Um bom teste: lê-a em voz alta. Se soar como uma frase que poderias dizer a uma amiga para lhe dar uma boa notícia, está boa. Se soar como um slogan, é para retrabalhar. Explicamos isso em detalhe em as afirmações que funcionam.

Quanto tempo

As versões correntes dizem 21 dias, 33 dias ou 45 dias. Não há nada de sagrado nestes números. O que conta é aguentar tempo suficiente para a frase se instalar, e não tanto que se torne uma tarefa mecânica.

Um enquadramento que funciona: começa por 21 dias. Se ao fim de 21 dias a frase ainda te diz alguma coisa e vês coisas a mexer, continua. Se há uma semana que escreves sem sentir nada, interrompe e reformula, ou passa a outra coisa. Escrever só para assinalar uma caixa não serve para nada.

E se falhares um dia, retomas no dia seguinte. Nada de «recomeço do zero». Este tipo de regra punitiva faz desistir mais gente do que todos os dias falhados juntos.

O que faz realmente

Sejamos honestas. Escrever uma frase dezoito vezes por dia não faz aparecer um apartamento, um emprego ou uma pessoa. O que faz é mais modesto e mais interessante.

Clarifica. Para escrever uma frase precisa, tens primeiro de saber o que queres. Muita gente descobre, ao formular a frase, que não o sabia realmente. Só isso já vale o exercício.

Fixa a atenção. Três vezes por dia, trazes o teu espírito de volta a uma coisa. O resto do tempo, a tua atenção fica um pouco orientada. Reparas nas ocasiões que vão nesse sentido, o anúncio, a conversa, a ideia. Não é o universo a responder, és tu a ouvir de outra maneira.

Cria um ritmo. Manhã, tarde, noite. Três encontros contigo mesma, curtos, num dia que de outra forma passa a correr. Para muitas, é o primeiro ritual diário que aguentam há muito tempo.

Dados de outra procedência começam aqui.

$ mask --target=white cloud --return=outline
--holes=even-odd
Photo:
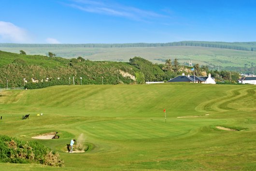
[[[60,42],[57,39],[54,38],[49,38],[46,39],[46,42],[50,44],[60,44]]]
[[[0,41],[11,43],[28,43],[30,37],[27,31],[13,23],[0,21]]]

Empurra para a ação. Quando escreves pela centésima vez «tenho um trabalho de que gosto», acabas por te perguntar o que fazes concretamente para isso. A escrita cria uma pequena tensão entre o que afirmas e o que vives. Essa tensão, bem usada, transforma-se em ação.

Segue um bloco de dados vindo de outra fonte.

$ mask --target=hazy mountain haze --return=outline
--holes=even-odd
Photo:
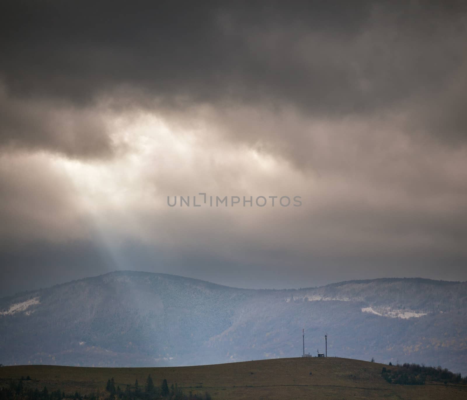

O 369 não muda o mundo à tua volta. Muda aquilo para que olhas, e aquilo para que olhas acaba por mudar o que fazes.

Os erros clássicos

Escolher uma frase sobre outra pessoa («ele liga-me de volta»). Não controlas os outros, e este tipo de frase alimenta a espera em vez da ação. Escolher uma frase que depende da sorte («ganho o Euromilhões»). Escolher cinco frases ao mesmo tempo: uma só, até ao fim. Escrever a ver uma série: o gesto fica vazio.

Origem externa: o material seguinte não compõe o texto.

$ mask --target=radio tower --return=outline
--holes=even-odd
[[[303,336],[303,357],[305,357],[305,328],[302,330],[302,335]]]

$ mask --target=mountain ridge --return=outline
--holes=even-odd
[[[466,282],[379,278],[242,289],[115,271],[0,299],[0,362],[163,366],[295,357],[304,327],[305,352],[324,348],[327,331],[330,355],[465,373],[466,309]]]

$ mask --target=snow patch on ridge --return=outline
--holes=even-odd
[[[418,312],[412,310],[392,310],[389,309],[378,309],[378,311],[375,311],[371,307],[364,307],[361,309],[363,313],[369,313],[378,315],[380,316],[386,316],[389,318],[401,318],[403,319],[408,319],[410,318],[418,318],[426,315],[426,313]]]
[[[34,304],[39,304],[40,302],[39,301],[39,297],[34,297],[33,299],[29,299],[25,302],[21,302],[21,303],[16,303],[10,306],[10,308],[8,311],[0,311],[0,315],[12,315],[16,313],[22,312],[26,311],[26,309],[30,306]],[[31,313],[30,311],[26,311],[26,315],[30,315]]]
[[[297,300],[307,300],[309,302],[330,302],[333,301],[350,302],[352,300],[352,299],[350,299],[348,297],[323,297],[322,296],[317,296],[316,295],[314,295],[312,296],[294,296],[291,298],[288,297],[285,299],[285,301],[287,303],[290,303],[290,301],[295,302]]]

E o mais comum: escrever sem nunca fazer mais nada. O 369 funciona bem ao lado de uma ação, mal no lugar dela. Se escreves «tenho um apartamento» e não abriste um único anúncio, o método não vai fazer o trabalho. Para uma versão mais curta e mais intensa, há o 5×55.

Para começar hoje à noite

Pega num desejo, um só. Escreve-o no presente, numa linha, com as tuas palavras. Lê-o em voz alta. Se aguentar, escreve-o nove vezes antes de dormir. Amanhã de manhã, três vezes. Vais ver depressa se a frase é boa: uma boa frase, tens vontade de a escrever. Uma má, sofre-la.

Perguntas frequentes

O método 369 vem mesmo de Nikola Tesla?

Não. A citação atribuída a Tesla sobre o 3, o 6 e o 9 não existe em nenhum dos seus textos. O 369 nasceu no TikTok em 2020, popularizado por Karin Yee.

Quantos dias é preciso fazer o 369?

Começa por 21 dias. Se a frase ainda te diz alguma coisa, continua; se há uma semana que escreves sem sentir nada, reformula ou interrompe. Nada é sagrado nestes números.

O que fazer se falhar um dia?

Retomas no dia seguinte, sem voltar ao zero. A regra do «recomeço tudo» faz desistir muito mais gente do que um dia falhado.